Motor Start (Acceleration) Power            This setting will control how much power is allowed into the motor to get it started for the first few revolutions from a dead stop. Each power system, airplane and heli is different, so it’s best to start with a low setting first, and experiment to find which looks best to you from there. Setting a small delay will help with geared drive systems.

PWM (Pulse-Width Modulation) Rate    This setting changes the frequency with which the controller sends power pulses to the motor. With some motor types, the higher the frequency the more efficient the motor will run, but always at the expense of increased heat within the controller. If you decide to experiment with changes to PWM, use a wattmeter, a tachometer and a temperature gun to find out how changes affect your entire power system. An increase in PWM frequency will always increase the controller temperature. It may or may not decrease the temperature of the motor.

Throttle Response           This setting controls the allowable rate of change from one throttle level to another. The higher the response, the less dampening there is for changing throttle levels. The lower the response, the throttle may feel “mushy” or slow to respond. Higher response levels make the throttle response quicker related with throttle changes.

Motor Timing     Motor timing advance settings changes the timing advance range used on the motor. Generally, low advance gives more efficiency and less power, high advance gives more power at the expense of efficiency (motor heat). Every system will respond to changes in advance differently. If unsure the motor timing you should use, leave this to “Auto” or whatever the default setting is set for.

Current (peak) Limiting This setting changes how the controller protects itself from too much current, or inadequate batteries. Generally, for aircraft use, there is no reason to change this setting except to experiment. Helicopter use can put large but short load spikes on the system, and will benefit from changing this to either insensitive or disabled (to decrease the chances of the controller turning the motor off).

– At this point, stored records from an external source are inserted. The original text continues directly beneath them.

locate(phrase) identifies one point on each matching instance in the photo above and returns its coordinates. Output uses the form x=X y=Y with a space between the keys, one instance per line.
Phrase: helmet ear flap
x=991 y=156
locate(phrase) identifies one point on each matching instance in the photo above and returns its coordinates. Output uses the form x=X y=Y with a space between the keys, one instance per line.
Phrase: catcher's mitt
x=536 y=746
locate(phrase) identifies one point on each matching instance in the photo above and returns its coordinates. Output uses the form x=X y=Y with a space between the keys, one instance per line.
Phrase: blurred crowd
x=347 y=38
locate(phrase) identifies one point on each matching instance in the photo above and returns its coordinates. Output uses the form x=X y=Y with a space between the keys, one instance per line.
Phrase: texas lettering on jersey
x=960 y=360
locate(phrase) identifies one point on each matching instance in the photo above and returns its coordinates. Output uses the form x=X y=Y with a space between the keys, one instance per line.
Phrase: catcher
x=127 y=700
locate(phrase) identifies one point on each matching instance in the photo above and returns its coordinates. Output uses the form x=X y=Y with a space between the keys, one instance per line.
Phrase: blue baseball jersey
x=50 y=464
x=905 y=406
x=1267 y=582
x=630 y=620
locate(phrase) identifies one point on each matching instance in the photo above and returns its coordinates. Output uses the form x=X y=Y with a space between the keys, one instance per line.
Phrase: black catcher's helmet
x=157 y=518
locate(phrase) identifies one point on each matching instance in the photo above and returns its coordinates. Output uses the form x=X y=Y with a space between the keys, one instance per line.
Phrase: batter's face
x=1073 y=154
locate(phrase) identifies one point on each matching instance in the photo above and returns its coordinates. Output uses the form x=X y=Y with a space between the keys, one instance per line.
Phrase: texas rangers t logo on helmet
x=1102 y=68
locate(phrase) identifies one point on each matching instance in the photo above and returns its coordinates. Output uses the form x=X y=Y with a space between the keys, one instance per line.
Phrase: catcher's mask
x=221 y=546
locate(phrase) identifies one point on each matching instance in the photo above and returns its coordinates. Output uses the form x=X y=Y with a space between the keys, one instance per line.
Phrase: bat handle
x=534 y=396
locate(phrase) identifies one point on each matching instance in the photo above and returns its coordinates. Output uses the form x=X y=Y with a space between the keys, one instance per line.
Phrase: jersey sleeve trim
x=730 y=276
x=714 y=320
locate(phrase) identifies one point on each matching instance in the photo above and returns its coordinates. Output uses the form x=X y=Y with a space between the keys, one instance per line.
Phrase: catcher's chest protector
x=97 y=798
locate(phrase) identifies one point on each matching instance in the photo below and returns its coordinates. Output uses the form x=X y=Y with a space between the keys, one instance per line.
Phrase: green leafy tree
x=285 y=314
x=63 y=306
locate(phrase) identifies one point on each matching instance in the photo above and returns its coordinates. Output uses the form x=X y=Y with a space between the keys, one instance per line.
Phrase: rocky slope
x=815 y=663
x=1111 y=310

However this will increase the risk to the controller from over current. Using a battery of too low a discharge capacity can sometimes engage this protection feature by creating ripple current. If you are getting premature cutoffs, and changing this setting to disabled cures them – look closely at your pack and connectors to be sure they are adequate for your application.

When the prop is locked or jammed and the motor stops running, the ESC will stop power to the motor immediately, so the motor can be protected from damage due to over-current. If you disable this feature, use care to make sure your prop is never jammed or locked (such as a really bad landing).

Temperature Overload Protection           As the name implies, when a speed controller gets too hot, it can go into protection mode to prevent heat damage to the controller. Since this feature turns off the motor just like a LVC or over current, it could be hard to verify which problem is actually turning off the motor.

Governor Gain  This is applicable to helicopter setups. This setting works the same as the gain on your gyro. Too little, and the governor rpm response can appear mushy, and too much can induce oscillation. Generally, the larger the heli, the higher the gain for crisper response.

Brake    Allows you to fine tune the brake for specific applications. The brake has two primary uses, to stop a folding prop on a glider to allow it to fold and to control downlines in 3D and precision aerobatics. Glider pilots should experiment to find which brake works best for their application. Brake Strength changes brake strength from soft (weak) to hard (strong) braking.

When the propeller turns after shutting down throttle the rotating magnets set up an EMP which gives resistance thus trying to stop the propeller from rotating. This might stop the motor, but large propellers could still rotate because too much power from the propeller in the airstream. This function is especially for assuring folding propellers will fold back on motorgliders, hotliners etc.

Brake Delay       Brake Delay changes how long the brake takes to engage after full off throttle.